Margaret Cook looks at recent events with hope
I was lucky. Born, towards the end of the war, into a working-class family in a working-class railway town, I was not only exposed to strong political and social values from my parents (Labour Party, Scouting, Methodism) but, despite failing the 11+ and working at sixteen as a shorthand typist, I subsequently benefited from education as a mature student. My adult life has been characterised both by political activism and, predominantly, a search for meaning. This has led me to a lifestyle where I find myself gladly surrounded by intelligent, questioning, compassionate, liberal people – such as Quakers; people who have had opportunities themselves to develop and grow from what you might call a more ‘tribal’ way of seeing into a more globalised sense of the world.
I had clearly become a heady optimist. I think I vaguely assumed everyone could be on this same journey. Recent political events both in the UK and in the USA are a sudden and stark reminder to me that there are great swathes of the Western population who live lives much more akin to the poverty and bleakness of my grandparents – and often worse because my grandparents mostly had basic, if limited, food to eat in addition to lifelong paid work. I haven’t forgotten these people out of disregard. I don’t deny their existence because it’s unpleasant to think about them or because I generally no longer walk their streets or because I feel superior. I think I have forgotten the sheer grind, misery or even chaos of their lives because my own experience has enabled me and my siblings to escape that grimness and I have made the assumption that that journey is available to everyone.
Theoretically, it may be.
But we have now heard loud and clear the voices of people who feel forgotten and left behind, whose lives are predominantly lives of deprivation – whether materially, socially or emotionally – people for whom politicians, professionals, journalists, commentators, technologists are intrinsically not to be either comprehended or trusted; people who have simpler enemies closer to home – immigrants who take their jobs, foreigners who take their houses, those of different racial origins who infiltrate their towns.

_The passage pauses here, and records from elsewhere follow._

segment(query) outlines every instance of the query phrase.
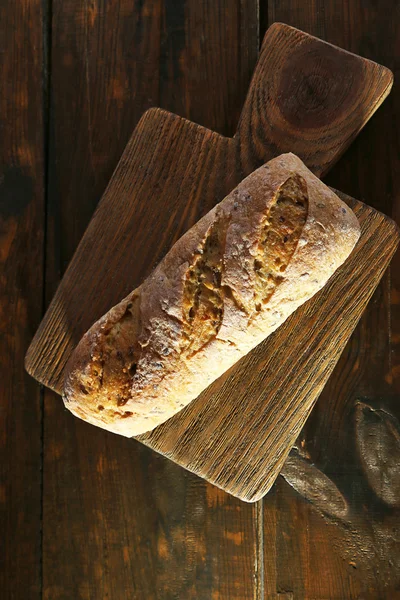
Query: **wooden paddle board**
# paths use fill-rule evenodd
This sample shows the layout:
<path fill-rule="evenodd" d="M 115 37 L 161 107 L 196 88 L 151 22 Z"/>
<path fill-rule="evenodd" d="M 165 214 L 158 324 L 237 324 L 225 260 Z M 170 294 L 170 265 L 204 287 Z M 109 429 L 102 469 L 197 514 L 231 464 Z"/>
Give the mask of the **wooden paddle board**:
<path fill-rule="evenodd" d="M 29 373 L 61 392 L 83 333 L 189 227 L 283 152 L 325 174 L 391 84 L 388 69 L 274 24 L 233 138 L 147 111 L 32 341 Z M 138 438 L 246 501 L 271 487 L 398 243 L 393 221 L 344 199 L 362 235 L 328 285 L 187 408 Z"/>

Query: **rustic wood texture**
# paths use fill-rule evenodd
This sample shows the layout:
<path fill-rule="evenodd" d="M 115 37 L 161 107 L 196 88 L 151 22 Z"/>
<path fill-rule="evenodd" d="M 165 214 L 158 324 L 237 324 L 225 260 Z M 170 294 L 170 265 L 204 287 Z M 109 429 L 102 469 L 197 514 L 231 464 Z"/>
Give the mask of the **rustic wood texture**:
<path fill-rule="evenodd" d="M 257 54 L 252 0 L 53 1 L 47 299 L 143 112 L 232 134 Z M 254 598 L 255 508 L 50 391 L 43 477 L 44 598 Z"/>
<path fill-rule="evenodd" d="M 394 72 L 389 98 L 326 181 L 399 223 L 400 5 L 272 0 L 265 8 L 269 22 L 284 20 Z M 264 500 L 267 598 L 399 595 L 398 257 L 299 436 L 284 480 Z"/>
<path fill-rule="evenodd" d="M 42 316 L 42 2 L 0 5 L 0 596 L 40 598 L 41 393 L 23 368 Z"/>
<path fill-rule="evenodd" d="M 344 73 L 352 85 L 338 94 Z M 328 96 L 325 88 L 320 90 L 321 80 Z M 173 241 L 244 174 L 292 146 L 314 172 L 326 171 L 390 85 L 385 68 L 277 24 L 265 36 L 234 139 L 165 111 L 148 111 L 33 341 L 30 372 L 60 391 L 65 360 L 82 333 L 136 287 Z M 335 99 L 329 103 L 330 94 Z M 275 96 L 279 101 L 272 102 Z M 312 303 L 317 308 L 309 319 L 304 310 L 296 312 L 273 341 L 260 345 L 186 410 L 139 439 L 243 500 L 260 499 L 277 477 L 387 266 L 382 256 L 390 258 L 394 252 L 394 228 L 378 217 L 377 227 L 365 221 L 365 240 L 374 240 L 376 252 L 366 277 L 360 271 L 374 254 L 360 244 L 360 254 L 354 255 L 341 283 L 331 295 L 324 292 L 324 312 L 318 315 L 318 301 Z M 351 274 L 358 276 L 357 285 L 351 285 L 352 278 L 350 284 Z M 337 296 L 348 299 L 347 313 Z M 332 313 L 342 312 L 346 319 L 339 327 Z M 324 336 L 318 323 L 324 323 Z M 292 352 L 278 352 L 287 346 Z"/>
<path fill-rule="evenodd" d="M 40 318 L 42 113 L 51 125 L 48 301 L 147 107 L 232 135 L 258 29 L 262 38 L 276 20 L 398 74 L 399 10 L 395 0 L 2 3 L 1 173 L 16 167 L 18 177 L 8 179 L 11 195 L 5 179 L 0 185 L 1 598 L 398 596 L 399 253 L 287 460 L 285 479 L 256 508 L 141 444 L 86 427 L 46 391 L 42 518 L 40 393 L 23 375 L 22 356 Z M 53 40 L 44 56 L 42 33 Z M 328 177 L 398 222 L 399 92 L 395 81 Z M 22 197 L 29 202 L 19 211 Z"/>

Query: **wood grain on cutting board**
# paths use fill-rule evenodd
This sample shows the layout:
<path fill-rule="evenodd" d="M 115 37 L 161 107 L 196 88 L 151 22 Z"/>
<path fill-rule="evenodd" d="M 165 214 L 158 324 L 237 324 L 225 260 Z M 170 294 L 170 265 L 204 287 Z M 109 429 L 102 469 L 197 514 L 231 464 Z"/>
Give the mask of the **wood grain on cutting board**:
<path fill-rule="evenodd" d="M 233 139 L 162 110 L 148 111 L 32 343 L 30 372 L 60 391 L 63 361 L 82 333 L 140 284 L 173 240 L 275 153 L 292 148 L 314 172 L 326 171 L 390 85 L 385 68 L 276 24 L 264 39 Z M 359 244 L 360 253 L 331 295 L 325 290 L 311 301 L 316 309 L 324 299 L 327 317 L 319 317 L 321 329 L 317 317 L 307 322 L 296 311 L 290 321 L 297 325 L 294 335 L 281 327 L 273 341 L 253 350 L 187 410 L 139 439 L 243 500 L 261 498 L 394 252 L 393 225 L 376 219 L 375 235 L 368 226 L 364 229 L 365 240 L 374 239 L 373 250 Z M 355 265 L 366 274 L 358 275 L 357 283 Z M 124 291 L 117 295 L 121 286 Z M 347 312 L 338 296 L 347 301 Z M 337 322 L 332 314 L 342 318 Z M 82 321 L 87 325 L 80 331 Z"/>
<path fill-rule="evenodd" d="M 152 260 L 150 229 L 159 244 L 169 247 L 165 216 L 171 210 L 179 215 L 181 229 L 193 219 L 206 166 L 228 157 L 221 172 L 233 170 L 228 143 L 162 110 L 141 119 L 57 292 L 50 323 L 52 319 L 59 327 L 60 315 L 63 319 L 66 314 L 61 323 L 68 327 L 73 318 L 72 313 L 68 319 L 69 298 L 81 297 L 76 285 L 82 289 L 86 281 L 89 307 L 102 285 L 112 287 L 112 278 L 105 284 L 97 276 L 96 289 L 91 261 L 104 278 L 107 269 L 122 278 L 122 265 L 130 278 L 134 269 L 146 269 Z M 185 161 L 174 162 L 173 157 L 182 154 Z M 206 183 L 209 189 L 211 180 Z M 362 236 L 330 284 L 187 408 L 138 439 L 243 500 L 257 500 L 269 490 L 398 243 L 390 219 L 361 203 L 350 203 Z M 125 247 L 120 245 L 123 231 Z M 99 240 L 115 251 L 103 251 L 102 258 L 95 255 Z M 135 248 L 142 251 L 136 253 Z M 139 275 L 131 287 L 140 281 Z"/>

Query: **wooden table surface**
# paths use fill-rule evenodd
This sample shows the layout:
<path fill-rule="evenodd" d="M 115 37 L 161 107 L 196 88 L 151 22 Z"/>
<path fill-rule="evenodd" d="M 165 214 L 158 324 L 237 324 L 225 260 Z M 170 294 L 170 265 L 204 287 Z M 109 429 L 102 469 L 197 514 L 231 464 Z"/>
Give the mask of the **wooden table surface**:
<path fill-rule="evenodd" d="M 1 600 L 400 598 L 398 255 L 256 504 L 75 419 L 24 372 L 143 111 L 231 135 L 274 21 L 393 70 L 326 181 L 399 222 L 397 0 L 1 3 Z"/>

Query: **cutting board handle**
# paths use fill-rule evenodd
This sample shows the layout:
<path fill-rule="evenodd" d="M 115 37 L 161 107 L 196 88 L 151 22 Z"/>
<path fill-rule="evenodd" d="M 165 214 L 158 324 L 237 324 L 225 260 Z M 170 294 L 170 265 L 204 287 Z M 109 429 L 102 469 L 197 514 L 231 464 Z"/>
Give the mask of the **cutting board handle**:
<path fill-rule="evenodd" d="M 274 23 L 265 34 L 235 136 L 243 171 L 294 152 L 322 176 L 392 83 L 389 69 Z"/>

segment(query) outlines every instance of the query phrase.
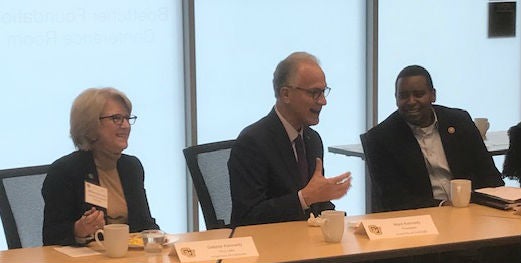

Both my grandfathers were active in the trades union movement in the early decades of the twentieth century and, as a direct consequence, my life is unrecognisably different from theirs. This is because of the possibility of a journey initiated by my grandfathers’ generation. How can we as a society best help our disillusioned, depressed or defeated fellow members who, as in Abraham Maslow’s ‘hierarchy of needs’, can seem stuck at the fundamental levels of need for safety, security and belonging? How can we as a society help them to embark on a similar journey, to regain sufficient hope (or anger), even to believe such a journey is possible, rather than taking the easier option of simply blaming and rejecting the outsider?
Of course, I’ve left out the most important bit. How can we all best help each other look for (and find) ‘that of God’ in ourselves and in others, to remind ourselves there is not just debt, poverty and alienation in life but that there can even be hope, wonder and goodness?